Są bardzo zdolni i wiedzą, czym jest ciężka praca. Mają od kilku do kilkunastu lat, ale na scenie zachowują się jak dojrzali artyści. Wiedzą, że każdy występ to sprawdzian, dlatego trzeba być perfekcyjnie przygotowanym. A teraz młodzi wokaliści z Młodzieżowego Domu Kultury lecą do Nowego Jorku, żeby zaśpiewać tam kolędy i pastorałki.
Cała grupa wylatuje do Stanów 8 grudnia, dwa dni później młodzi wokaliści wystąpią w nowojorskim Holy Cross Church.
- Jedziemy śpiewać kolędy i pastorałki, bo zbliża się okres świąteczny, bożonarodzeniowy, z całym repertuarem, z którym występowaliśmy w styczniu. Mam nadzieję, że będzie się to podobało – opowiada Katarzyna Panicz. - Nad tym widowiskiem, które odbyło się w styczniu, pracowaliśmy bardzo intensywnie przez trzy miesiące. Więc teraz chodziło już o to, żeby sobie przypomnieć repertuar. Dzieciaki są zdolne, bez problemu to "chwyciły". Mogę powiedzieć, z czystym sumieniem, że są przygotowane.
- Mamy nadzieję, że to wszystko dobrze wypadnie, nie boimy się o to, jak zaśpiewamy – mówi Michalina Józefowicz, która jest w grupie wokalistów jadących do Nowego Jorku.
- Na scenie będziemy tańczyć w białych strojach, ale bierzemy też niebieskie – dodaje Julia Konopko, która również zaśpiewa w Stanach.
Jedną z najmłodszych wokalistek jest Nikola Fiedor. Ona także wystąpi w nowojorskim Holy Church.
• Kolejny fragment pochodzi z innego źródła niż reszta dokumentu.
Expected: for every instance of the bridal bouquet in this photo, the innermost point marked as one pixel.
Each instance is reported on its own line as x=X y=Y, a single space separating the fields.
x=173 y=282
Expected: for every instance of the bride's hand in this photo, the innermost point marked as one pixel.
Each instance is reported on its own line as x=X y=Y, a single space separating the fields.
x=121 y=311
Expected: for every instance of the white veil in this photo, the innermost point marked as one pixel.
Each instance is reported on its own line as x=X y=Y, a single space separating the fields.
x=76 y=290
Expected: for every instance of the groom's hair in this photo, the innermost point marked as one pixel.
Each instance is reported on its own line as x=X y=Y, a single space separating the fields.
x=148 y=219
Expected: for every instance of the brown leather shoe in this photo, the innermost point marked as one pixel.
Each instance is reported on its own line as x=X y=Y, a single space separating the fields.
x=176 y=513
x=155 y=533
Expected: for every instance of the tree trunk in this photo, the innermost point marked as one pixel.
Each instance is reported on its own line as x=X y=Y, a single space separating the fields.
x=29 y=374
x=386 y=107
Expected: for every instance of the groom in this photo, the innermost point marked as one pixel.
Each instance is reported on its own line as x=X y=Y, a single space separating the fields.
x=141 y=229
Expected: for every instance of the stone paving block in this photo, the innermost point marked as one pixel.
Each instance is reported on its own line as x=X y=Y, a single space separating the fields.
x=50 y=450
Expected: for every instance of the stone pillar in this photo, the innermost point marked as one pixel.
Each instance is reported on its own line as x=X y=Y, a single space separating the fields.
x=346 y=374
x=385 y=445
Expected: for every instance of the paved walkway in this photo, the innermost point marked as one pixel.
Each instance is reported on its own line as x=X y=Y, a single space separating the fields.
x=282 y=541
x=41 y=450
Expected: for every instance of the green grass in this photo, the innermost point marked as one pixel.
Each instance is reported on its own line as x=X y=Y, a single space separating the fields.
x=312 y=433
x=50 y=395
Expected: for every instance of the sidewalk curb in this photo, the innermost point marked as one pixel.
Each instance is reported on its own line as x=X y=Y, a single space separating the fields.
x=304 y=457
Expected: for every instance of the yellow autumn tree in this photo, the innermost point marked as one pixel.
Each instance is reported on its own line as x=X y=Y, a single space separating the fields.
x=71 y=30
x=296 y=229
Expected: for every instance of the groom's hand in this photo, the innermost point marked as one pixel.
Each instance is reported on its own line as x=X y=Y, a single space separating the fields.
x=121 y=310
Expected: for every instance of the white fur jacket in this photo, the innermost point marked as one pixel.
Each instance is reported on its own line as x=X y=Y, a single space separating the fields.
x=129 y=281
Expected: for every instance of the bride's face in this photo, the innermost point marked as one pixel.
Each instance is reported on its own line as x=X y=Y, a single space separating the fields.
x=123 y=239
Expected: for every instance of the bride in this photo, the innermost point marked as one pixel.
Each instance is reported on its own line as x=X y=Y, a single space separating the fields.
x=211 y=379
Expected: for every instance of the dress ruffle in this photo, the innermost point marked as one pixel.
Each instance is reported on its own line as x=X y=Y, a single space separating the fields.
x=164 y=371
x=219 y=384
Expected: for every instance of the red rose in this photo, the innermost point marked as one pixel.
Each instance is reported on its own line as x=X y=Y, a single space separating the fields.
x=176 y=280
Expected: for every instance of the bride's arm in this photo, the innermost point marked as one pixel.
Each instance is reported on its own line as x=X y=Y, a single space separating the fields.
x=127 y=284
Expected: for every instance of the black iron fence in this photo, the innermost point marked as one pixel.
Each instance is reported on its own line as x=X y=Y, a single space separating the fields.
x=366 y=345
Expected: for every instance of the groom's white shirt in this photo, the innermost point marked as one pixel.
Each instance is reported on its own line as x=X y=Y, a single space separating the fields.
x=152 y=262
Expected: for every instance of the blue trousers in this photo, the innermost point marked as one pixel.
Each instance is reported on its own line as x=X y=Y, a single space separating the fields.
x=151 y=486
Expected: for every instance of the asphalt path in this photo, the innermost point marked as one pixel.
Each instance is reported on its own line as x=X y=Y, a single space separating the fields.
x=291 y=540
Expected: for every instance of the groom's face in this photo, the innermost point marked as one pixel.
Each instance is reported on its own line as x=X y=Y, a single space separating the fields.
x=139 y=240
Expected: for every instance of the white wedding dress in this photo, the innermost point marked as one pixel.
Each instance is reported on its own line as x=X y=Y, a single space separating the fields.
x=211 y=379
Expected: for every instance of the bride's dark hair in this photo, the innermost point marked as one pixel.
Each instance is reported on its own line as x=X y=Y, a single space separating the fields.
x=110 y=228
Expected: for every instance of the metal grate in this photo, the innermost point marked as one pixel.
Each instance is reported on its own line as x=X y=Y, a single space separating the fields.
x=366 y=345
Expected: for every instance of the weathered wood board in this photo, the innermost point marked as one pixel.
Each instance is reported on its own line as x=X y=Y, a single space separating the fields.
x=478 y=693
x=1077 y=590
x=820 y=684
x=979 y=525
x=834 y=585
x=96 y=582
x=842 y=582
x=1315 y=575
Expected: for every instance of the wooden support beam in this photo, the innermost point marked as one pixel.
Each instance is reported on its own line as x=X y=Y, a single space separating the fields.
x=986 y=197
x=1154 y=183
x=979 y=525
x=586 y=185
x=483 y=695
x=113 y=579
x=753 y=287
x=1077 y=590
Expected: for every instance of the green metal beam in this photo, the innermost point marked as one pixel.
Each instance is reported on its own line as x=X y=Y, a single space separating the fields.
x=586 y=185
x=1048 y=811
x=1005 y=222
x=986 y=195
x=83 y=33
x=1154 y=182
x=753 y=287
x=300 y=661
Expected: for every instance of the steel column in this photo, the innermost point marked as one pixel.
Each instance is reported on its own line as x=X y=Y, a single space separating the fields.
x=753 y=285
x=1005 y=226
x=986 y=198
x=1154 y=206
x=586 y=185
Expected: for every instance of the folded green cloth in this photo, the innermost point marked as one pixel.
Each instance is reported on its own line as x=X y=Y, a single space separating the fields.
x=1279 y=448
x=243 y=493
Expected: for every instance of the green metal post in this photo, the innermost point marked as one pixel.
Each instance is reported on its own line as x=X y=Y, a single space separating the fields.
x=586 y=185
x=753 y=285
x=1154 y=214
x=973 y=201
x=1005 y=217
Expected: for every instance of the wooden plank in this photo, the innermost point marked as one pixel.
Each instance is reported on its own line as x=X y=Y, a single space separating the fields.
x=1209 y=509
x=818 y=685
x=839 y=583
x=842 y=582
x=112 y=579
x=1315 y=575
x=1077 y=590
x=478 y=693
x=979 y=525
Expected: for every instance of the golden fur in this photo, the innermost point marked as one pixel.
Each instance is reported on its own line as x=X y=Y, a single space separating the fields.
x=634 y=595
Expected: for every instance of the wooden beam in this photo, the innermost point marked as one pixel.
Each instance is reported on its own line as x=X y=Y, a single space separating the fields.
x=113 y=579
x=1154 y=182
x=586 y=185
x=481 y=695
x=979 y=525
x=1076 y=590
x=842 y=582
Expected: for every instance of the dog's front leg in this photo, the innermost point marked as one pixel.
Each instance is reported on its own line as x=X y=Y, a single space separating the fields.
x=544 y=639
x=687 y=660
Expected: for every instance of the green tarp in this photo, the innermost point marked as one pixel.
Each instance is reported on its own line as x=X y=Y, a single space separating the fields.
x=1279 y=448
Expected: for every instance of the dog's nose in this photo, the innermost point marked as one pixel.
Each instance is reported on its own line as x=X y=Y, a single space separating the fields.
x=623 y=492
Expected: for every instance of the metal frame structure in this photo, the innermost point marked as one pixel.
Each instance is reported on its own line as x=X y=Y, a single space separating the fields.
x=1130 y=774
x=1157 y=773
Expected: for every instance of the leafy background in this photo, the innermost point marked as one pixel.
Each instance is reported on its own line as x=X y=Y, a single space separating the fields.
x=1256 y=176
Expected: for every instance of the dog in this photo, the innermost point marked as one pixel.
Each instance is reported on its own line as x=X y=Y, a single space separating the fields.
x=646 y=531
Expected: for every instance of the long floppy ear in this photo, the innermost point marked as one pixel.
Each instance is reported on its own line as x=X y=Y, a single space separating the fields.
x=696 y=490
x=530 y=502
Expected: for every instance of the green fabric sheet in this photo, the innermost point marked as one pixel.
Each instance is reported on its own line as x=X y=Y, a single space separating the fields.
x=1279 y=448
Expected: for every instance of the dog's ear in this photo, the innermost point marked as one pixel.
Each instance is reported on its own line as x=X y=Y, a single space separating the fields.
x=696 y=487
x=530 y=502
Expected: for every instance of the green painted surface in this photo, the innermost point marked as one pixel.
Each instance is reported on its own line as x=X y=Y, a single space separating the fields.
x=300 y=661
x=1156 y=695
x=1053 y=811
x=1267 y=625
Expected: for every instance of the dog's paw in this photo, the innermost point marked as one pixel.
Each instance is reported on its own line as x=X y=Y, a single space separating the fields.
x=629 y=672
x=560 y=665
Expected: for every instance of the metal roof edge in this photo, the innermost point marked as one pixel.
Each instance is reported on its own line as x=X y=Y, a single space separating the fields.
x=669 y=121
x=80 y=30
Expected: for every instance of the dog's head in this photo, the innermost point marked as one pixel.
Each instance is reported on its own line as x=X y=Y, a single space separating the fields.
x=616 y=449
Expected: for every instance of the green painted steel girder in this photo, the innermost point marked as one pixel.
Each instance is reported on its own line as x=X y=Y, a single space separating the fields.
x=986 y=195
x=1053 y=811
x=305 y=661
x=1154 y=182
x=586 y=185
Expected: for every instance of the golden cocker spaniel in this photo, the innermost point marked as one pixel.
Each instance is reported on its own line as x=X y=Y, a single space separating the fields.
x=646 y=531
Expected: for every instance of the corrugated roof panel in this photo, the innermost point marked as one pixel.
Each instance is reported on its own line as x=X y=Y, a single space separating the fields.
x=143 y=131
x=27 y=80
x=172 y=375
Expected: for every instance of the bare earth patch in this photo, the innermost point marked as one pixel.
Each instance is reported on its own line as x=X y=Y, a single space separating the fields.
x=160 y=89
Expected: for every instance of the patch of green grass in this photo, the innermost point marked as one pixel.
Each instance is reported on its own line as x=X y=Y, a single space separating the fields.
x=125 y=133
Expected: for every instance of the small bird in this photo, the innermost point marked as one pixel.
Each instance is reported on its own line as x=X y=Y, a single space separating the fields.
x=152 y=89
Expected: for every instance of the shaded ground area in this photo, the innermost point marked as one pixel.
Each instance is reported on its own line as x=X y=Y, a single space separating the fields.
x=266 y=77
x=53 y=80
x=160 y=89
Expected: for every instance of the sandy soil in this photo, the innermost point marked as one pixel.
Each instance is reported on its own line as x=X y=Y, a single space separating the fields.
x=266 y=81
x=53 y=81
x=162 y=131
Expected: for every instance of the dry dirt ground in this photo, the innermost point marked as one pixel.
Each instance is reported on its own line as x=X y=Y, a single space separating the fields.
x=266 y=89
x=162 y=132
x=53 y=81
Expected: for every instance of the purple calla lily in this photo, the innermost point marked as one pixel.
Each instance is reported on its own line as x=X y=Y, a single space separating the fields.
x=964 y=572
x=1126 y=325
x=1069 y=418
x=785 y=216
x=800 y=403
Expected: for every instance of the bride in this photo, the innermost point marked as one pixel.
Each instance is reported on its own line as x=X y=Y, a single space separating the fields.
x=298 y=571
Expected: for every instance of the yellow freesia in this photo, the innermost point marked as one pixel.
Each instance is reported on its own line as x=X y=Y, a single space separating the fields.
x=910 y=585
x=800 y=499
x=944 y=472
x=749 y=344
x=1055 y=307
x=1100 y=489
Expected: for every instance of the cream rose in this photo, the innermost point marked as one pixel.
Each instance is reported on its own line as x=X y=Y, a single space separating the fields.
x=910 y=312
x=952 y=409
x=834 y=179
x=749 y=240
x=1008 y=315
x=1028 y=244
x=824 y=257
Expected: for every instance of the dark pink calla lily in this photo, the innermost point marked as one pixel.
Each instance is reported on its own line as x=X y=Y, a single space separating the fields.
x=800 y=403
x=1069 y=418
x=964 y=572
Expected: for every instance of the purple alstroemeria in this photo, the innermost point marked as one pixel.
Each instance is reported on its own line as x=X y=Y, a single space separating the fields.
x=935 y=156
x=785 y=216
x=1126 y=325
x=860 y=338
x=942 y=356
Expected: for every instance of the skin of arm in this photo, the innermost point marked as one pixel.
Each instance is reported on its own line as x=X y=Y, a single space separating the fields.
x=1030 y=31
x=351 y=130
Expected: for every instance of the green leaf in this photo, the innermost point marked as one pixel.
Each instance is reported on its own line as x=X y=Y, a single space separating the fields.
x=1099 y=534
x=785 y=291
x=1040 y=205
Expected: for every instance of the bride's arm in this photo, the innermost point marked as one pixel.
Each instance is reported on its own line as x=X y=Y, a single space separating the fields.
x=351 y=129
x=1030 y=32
- Nie boję się sceny, dobrze się na niej czuję – opowiada i dodaje, że najbardziej lubi utwór "Hej, kolęda, kolęda!".
Młodzi wokaliści oraz ich opiekunowie do Polski wrócą w czwartek, 14 grudnia.
- A już w sobotę, 16 grudnia, o godz. 17 występimy podczas Świątecznych Spotkań Elblążan. Gorąco zapraszamy wszystkich mieszkańców – mówiła Katarzyna Panicz.